Hongrie : rêve ou fantasme ? Le dernier livre d’Anne-Marie Garat est un solitaire, un peu trop grand pour le porter au doigt, un peu trop lourd pour le porter autour du cou, on le rangera donc dans sa poche, dans le tiroir de sa table de nuit ou sur l’accoudoir du canapé ; bref, à portée de mains car, comme souvent dans cette collection d’Actes Sud, l’étroitesse du format et la petitesse du nombre de pages cachent une exception, une île solitaire dans ce courant tourbillonnant de gros livres inutiles, un endroit où aller donc, un endroit isolé où il fleure bon la musique des mots justes et l’image associée au ton mélodieux d’une narration particulière...
Ni récit ni nouvelle ni essai, blason précise la couverture comme pour nous avertir qu’aller vers cet endroit ouvrira des portes inconnues, apportera des émotions rarement atteintes avec un pavé de grande surface ; oui, ce livre est digne de ses pairs en nous enivrant dès les premières notes, pardon, les premiers mots.
Ils sont deux en villégiature en Italie, ils se promènent dans cette magnifique campagne qui est un jardin d’Eden pour celui qui aime la nature, ils se parlent, on les devine amants mais la question n’est pas là. Eh bien oui, au fait, pourquoi la Hongrie ?
Quelle est cette peur d’un lendemain possible sans l’autre ? Si nous n’avons lu les mêmes livres, pouvons-nous être ensemble, nous quitter sans nous perdre ? Lui doit partir plus tôt, sans doute son travail. Elle restera encore quelques jours ; mais quelle importance. Ils se baladent ils sont heureux, ils s’en amusent et devisent de tout et de rien, de photographie aussi. Elle a un Voigtländer des années 1930 et elle comprend, grâce à lui notamment, comment voir le monde, vraiment, car l’œil n’y comprend rien.

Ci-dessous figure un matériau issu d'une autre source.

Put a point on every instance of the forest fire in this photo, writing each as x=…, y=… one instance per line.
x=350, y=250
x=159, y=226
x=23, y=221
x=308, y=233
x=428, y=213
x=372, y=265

Exemple : Il faisait un jour faible et gris d’hiver, colmaté de brume urbaine, bruine, vapeur des trottoirs, mais cette faible, indigente lumière solaire blanche est chaude, à milliers de degrés, quand celle rouge et jaune d’une bougie est froide : on ne mesure rien avec son nerf optique, ni avec son cœur, ils nous trompent sur les températures de couleur et l’intensité des sentiments. 
Une leçon qu’elle aura retenue mais le temps est à l’orage, il faut s’abriter : nos deux lutins continuent néanmoins de butiner sur la lande transalpine comme deux bambins que rien n’effrayent. Ils sont libres d’eux-mêmes et des contingences, libres de s’aimer et de se dire : ils sont l’éther de cette nouvelle qui n’en est pas une mais une réflexion sur la propension à savoir toucher du doigt le bonheur et en capturer avec précaution les quelques instants qui s’agrègent autour comme des moustiques dans le halo d’un halogène.
Mais quid de la Hongrie ?
Ne serait-ce alors qu’une métaphore ? Un sentiment installé dans l’inconscient qui marquerait un trouble lié aux convulsions de l’Histoire ? Interrogeons l’auteur en relisant ces cinquante-deux pages : comment vit-elle son pays d’avant-naître, cet endroit invécu et inécrit qui ne saurait être que Hongrie ? Vous le saurez en vous immergeant dans ce blason sémantique aux couleurs chatoyantes et à la devise humaniste.